Keynote Speakers

Elena Simperl – King’s College London, Open Data Institute

Knowledge engineering: from people to machines and back

Knowledge engineering is about building and maintaining knowledge-based systems. As a field, it occupies a unique niche between software engineering, which involves crafting software that represents knowledge computationally, and AI, where software can reason upon knowledge representations to emulate human thought. During this talk, I shall delve into my personal journey within the realm of knowledge engineering. This journey afforded me insights into various methodologies and techniques across disciplines. Initially centred on attempts to reuse medical knowledge bases, it broadened my scope to contemplate principles, approaches, and tools for enhancing data and knowledge reuse across diverse applications.

It taught me the importance of fostering inclusivity and participation to ensure that, amidst the rise of large language models as an alternative knowledge representation, knowledge graphs persist in their pivotal role in upholding the truth infrastructure of the Internet.

Bio: Elena Simperl is a Professor of Computer at King’s College London and the Director of Research for the Open Data Institute (ODI). She is a Fellow of the British Computer Society and the Royal Society of Arts, and a Hans Fischer Senior Fellow. Elena’s work is at the intersection between AI and social computing. She features in the top 100 most influential scholars in knowledge engineering of the last decade and in the Women in AI 2000 ranking.
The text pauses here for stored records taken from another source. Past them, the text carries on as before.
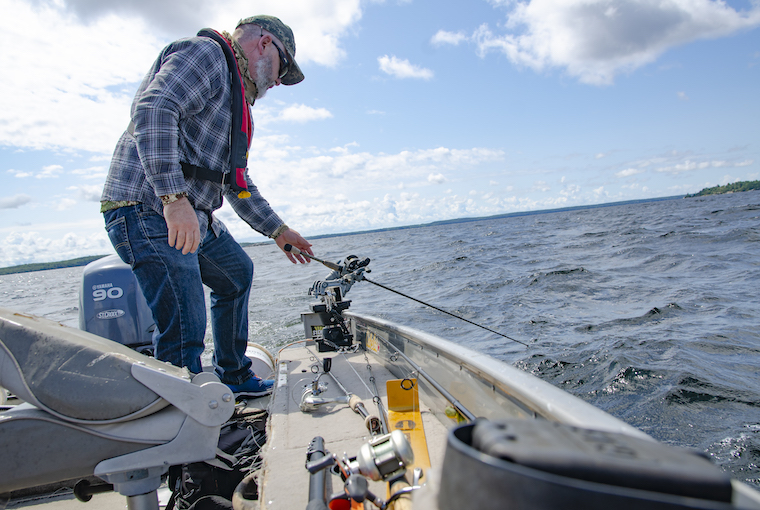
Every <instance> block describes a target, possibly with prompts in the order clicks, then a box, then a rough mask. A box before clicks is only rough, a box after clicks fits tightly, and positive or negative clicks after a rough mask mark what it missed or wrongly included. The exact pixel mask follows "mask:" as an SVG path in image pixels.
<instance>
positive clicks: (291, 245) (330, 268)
mask: <svg viewBox="0 0 760 510" xmlns="http://www.w3.org/2000/svg"><path fill="white" fill-rule="evenodd" d="M282 248H283V249H284V250H285V251H289V252H290V253H292V254H293V255H303V256H304V257H306V258H309V259H311V260H316V261H317V262H319V263H321V264H322V265H324V266H326V267H328V268H330V269H332V270H333V271H340V270H341V267H340V266H339V265H338V264H335V263H333V262H327V261H326V260H322V259H319V258H317V257H315V256H314V255H309V254H308V253H305V252H302V251H301V250H299V249H298V248H296V247H295V246H293V245H292V244H286V245H285V246H283V247H282Z"/></svg>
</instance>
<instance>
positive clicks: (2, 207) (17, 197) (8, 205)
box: [0, 194, 32, 209]
mask: <svg viewBox="0 0 760 510" xmlns="http://www.w3.org/2000/svg"><path fill="white" fill-rule="evenodd" d="M31 201H32V197H30V196H29V195H24V194H20V195H14V196H12V197H3V198H0V209H18V208H19V207H21V206H22V205H25V204H28V203H29V202H31Z"/></svg>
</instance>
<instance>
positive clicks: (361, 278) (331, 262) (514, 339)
mask: <svg viewBox="0 0 760 510" xmlns="http://www.w3.org/2000/svg"><path fill="white" fill-rule="evenodd" d="M283 249H284V250H285V251H289V252H290V253H293V254H294V255H303V256H304V257H307V258H309V259H311V260H316V261H317V262H319V263H321V264H322V265H324V266H326V267H328V268H329V269H332V270H333V271H338V272H340V271H341V270H342V269H343V268H342V267H341V266H339V265H338V264H335V263H333V262H327V261H325V260H322V259H319V258H317V257H315V256H314V255H309V254H308V253H305V252H302V251H301V250H299V249H298V248H296V247H295V246H293V245H291V244H286V245H285V246H283ZM367 260H369V259H367ZM356 279H357V280H364V281H366V282H369V283H371V284H372V285H376V286H378V287H380V288H381V289H385V290H387V291H390V292H393V293H394V294H398V295H399V296H403V297H405V298H407V299H411V300H412V301H416V302H417V303H420V304H422V305H425V306H427V307H430V308H432V309H433V310H437V311H439V312H441V313H445V314H446V315H450V316H452V317H454V318H456V319H459V320H462V321H464V322H466V323H468V324H472V325H473V326H477V327H479V328H481V329H484V330H486V331H488V332H491V333H494V334H496V335H499V336H501V337H503V338H506V339H507V340H512V341H513V342H517V343H518V344H521V345H524V346H525V347H530V346H529V345H528V344H527V343H525V342H522V341H520V340H517V339H515V338H512V337H510V336H507V335H505V334H504V333H499V332H498V331H494V330H493V329H491V328H487V327H486V326H483V325H481V324H478V323H477V322H472V321H471V320H468V319H465V318H464V317H462V316H461V315H457V314H455V313H451V312H447V311H446V310H443V309H442V308H438V307H437V306H434V305H431V304H430V303H426V302H424V301H422V300H420V299H417V298H414V297H412V296H409V295H408V294H404V293H403V292H399V291H397V290H394V289H391V288H390V287H387V286H385V285H383V284H381V283H378V282H375V281H372V280H370V279H369V278H367V277H366V276H364V274H363V273H362V274H359V275H357V278H356Z"/></svg>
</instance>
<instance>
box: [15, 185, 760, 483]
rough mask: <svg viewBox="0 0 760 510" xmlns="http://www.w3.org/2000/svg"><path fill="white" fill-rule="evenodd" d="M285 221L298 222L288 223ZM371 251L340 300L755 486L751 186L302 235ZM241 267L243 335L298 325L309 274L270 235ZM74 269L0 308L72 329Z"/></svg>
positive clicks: (757, 415)
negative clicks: (587, 204) (632, 427)
mask: <svg viewBox="0 0 760 510" xmlns="http://www.w3.org/2000/svg"><path fill="white" fill-rule="evenodd" d="M296 228H297V226H296ZM313 242H314V252H315V254H316V255H317V256H319V257H320V258H324V259H327V260H330V261H335V262H337V261H340V260H342V259H343V258H344V257H345V256H347V255H349V254H355V255H358V256H360V257H370V258H371V259H372V263H371V264H370V266H369V267H370V268H371V269H372V273H370V274H369V275H368V277H369V278H370V279H373V280H375V281H377V282H378V283H382V284H384V285H386V286H389V287H391V288H393V289H396V290H398V291H401V292H403V293H406V294H409V295H411V296H413V297H415V298H418V299H421V300H423V301H427V302H429V303H431V304H434V305H436V306H438V307H441V308H443V309H446V310H448V311H451V312H454V313H458V314H460V315H462V316H463V317H465V318H467V319H468V320H471V321H474V322H477V323H480V324H483V325H484V326H487V327H489V328H491V329H494V330H496V331H500V332H502V333H504V334H506V335H508V336H510V337H513V338H515V339H518V340H520V341H523V342H526V343H528V344H529V348H527V349H526V348H525V347H524V346H522V345H520V344H517V343H515V342H511V341H509V340H507V339H505V338H503V337H500V336H498V335H495V334H492V333H488V332H486V331H483V330H481V329H479V328H476V327H474V326H472V325H469V324H466V323H464V322H462V321H458V320H456V319H454V318H451V317H449V316H446V315H444V314H441V313H440V312H436V311H432V310H430V309H428V308H426V307H424V306H422V305H420V304H418V303H415V302H413V301H410V300H407V299H405V298H403V297H401V296H398V295H396V294H393V293H390V292H388V291H386V290H383V289H380V288H378V287H376V286H373V285H371V284H369V283H359V284H357V285H355V286H354V288H353V289H352V290H351V292H350V293H349V294H348V296H347V298H348V299H351V300H352V307H351V309H352V310H354V311H357V312H363V313H368V314H372V315H377V316H380V317H384V318H388V319H392V320H394V321H397V322H400V323H402V324H406V325H408V326H412V327H415V328H417V329H422V330H425V331H428V332H431V333H434V334H437V335H439V336H442V337H444V338H446V339H448V340H451V341H453V342H456V343H460V344H463V345H466V346H468V347H470V348H472V349H475V350H477V351H481V352H484V353H487V354H489V355H491V356H493V357H495V358H498V359H501V360H503V361H505V362H507V363H509V364H512V365H514V366H517V367H519V368H521V369H523V370H525V371H528V372H530V373H532V374H534V375H536V376H538V377H540V378H542V379H544V380H545V381H548V382H550V383H552V384H554V385H556V386H559V387H560V388H563V389H564V390H566V391H568V392H570V393H572V394H574V395H576V396H578V397H580V398H582V399H583V400H586V401H588V402H590V403H592V404H594V405H596V406H597V407H600V408H601V409H603V410H605V411H607V412H609V413H611V414H613V415H614V416H616V417H618V418H620V419H622V420H623V421H626V422H628V423H630V424H631V425H633V426H636V427H638V428H640V429H642V430H643V431H644V432H646V433H648V434H650V435H651V436H653V437H654V438H656V439H658V440H660V441H663V442H666V443H670V444H675V445H680V446H685V447H689V448H693V449H696V450H698V451H701V452H705V453H707V454H708V455H710V456H711V457H712V459H713V461H714V462H715V463H716V464H718V465H720V466H721V467H722V468H723V469H725V470H726V471H729V472H731V473H732V474H733V475H734V476H735V477H737V478H738V479H740V480H743V481H746V482H747V483H750V484H752V485H754V486H756V487H760V468H759V467H758V463H760V310H759V308H760V306H759V305H760V192H746V193H736V194H731V195H718V196H709V197H700V198H690V199H674V200H664V201H652V202H644V203H637V204H623V205H615V206H610V207H598V208H588V209H577V210H572V211H559V212H549V213H541V214H531V215H525V216H513V217H507V218H499V219H490V220H479V221H474V222H469V223H459V224H451V225H438V226H427V227H420V228H412V229H404V230H394V231H387V232H381V233H367V234H356V235H349V236H342V237H333V238H326V239H317V240H315V241H313ZM246 250H247V251H248V253H249V254H250V255H251V257H252V259H253V260H254V264H255V266H256V276H255V277H254V290H253V293H252V296H251V303H250V319H251V327H250V331H251V338H252V339H253V340H255V341H257V342H259V343H261V344H264V345H266V346H268V347H272V348H275V347H277V346H281V345H284V344H285V343H288V342H290V341H293V340H296V339H299V338H301V336H302V335H303V333H302V331H303V329H302V326H301V324H300V313H301V312H304V311H308V307H309V305H310V304H312V303H314V302H315V301H314V299H313V298H312V297H309V296H308V295H307V291H308V289H309V287H310V285H311V283H312V282H313V281H314V280H316V279H322V278H324V277H325V276H326V275H327V274H328V273H329V270H327V269H326V268H324V267H323V266H321V265H319V264H316V263H312V264H310V265H308V266H293V265H292V264H290V262H289V261H288V260H287V259H286V258H285V257H284V256H283V255H282V254H280V253H278V252H277V249H276V247H275V246H274V245H271V244H270V245H260V246H252V247H248V248H246ZM81 274H82V268H71V269H58V270H50V271H42V272H35V273H24V274H17V275H7V276H0V306H2V307H5V308H10V309H13V310H17V311H23V312H26V313H33V314H36V315H41V316H44V317H47V318H50V319H54V320H58V321H62V322H64V323H65V324H69V325H71V326H75V327H76V326H77V323H78V319H77V314H78V291H79V289H78V288H79V281H80V277H81Z"/></svg>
She is the president of the Semantic Web Sciences Association.


Peter Clark – Allen Institute for AI

Structured Reasoning with Language

The Semantic Web was born from the need to reason over informal content (e.g., Web text), based on a fundamental premise: computers cannot process most of the information stored on Web pages.
It has led to major advances in knowledge representation, knowledge graphs, reasoning at scale, and more.

Today, though, language models (LMs) have ruptured the original premise: they showing surprising skill at processing text directly, offering new opportunities for knowledge management and the Semantic Web vision.

In this talk, I’ll illustrate three such opportunities we have been exploring: structured reasoning directly over natural language (NL) statements (NL inference); using LMs as tools for building formal and semi-formal world models; and using NL communication between agents to building robust multi-agent services. Finally I’ll speculate on what the future information world might look like with our new LM companions at our side.

Bio: Peter Clark is a Senior Research Director and founding member of the Allen Institute for AI (AI2). He leads AI2’s Aristo Project, aiming to build the next generation of systems that can systematically reason, explain, and continually improve over time. He received his Ph.D. in 1991, has published over 250 papers, and has received several awards, including four Best Paper awards (AAAI, EMNLP, AKBC), a Boeing Associate Technical Fellowship (2004), and Senior Member of AAAI.


Katariina Kari – Inter IKEA Systems B.V.

What Over 7 Years of Building Enterprise Knowledge Graphs Has Taught Me About Theory and Practise

Since 2017 I have applied semantic web technologies with the lifestyle e-commerce sector, first at Zalando and since 2021 at Inter IKEA Systems B.V. Both companies face the same problems of siloed data and no way of translating between the meaning around their product data. 
What I have learned over those years is a set sequence of events that build up the Knowledge Graph capabilities of a company and take them towards semantically driven applications. Contrary to textbook examples, the work never starts with a top ontology nor with OWL reasoning. However, those do come into play around the ark from where a knowledge graph project started. 

Bio: Katariina Kari is the lead ontologist at Inter IKEA Systems B.V. Katariina holds both a Master of Science and a Master of Music and is specialized in the semantic web. At Inter IKEA, she models the IKEA Knowledge Graph; a common vocabulary to offer customers compelling interior design solutions in the digital space. In her free time, Katariina advises institutions, such as chamber music festivals, in digitalisation, guiding the humanities to the digital age.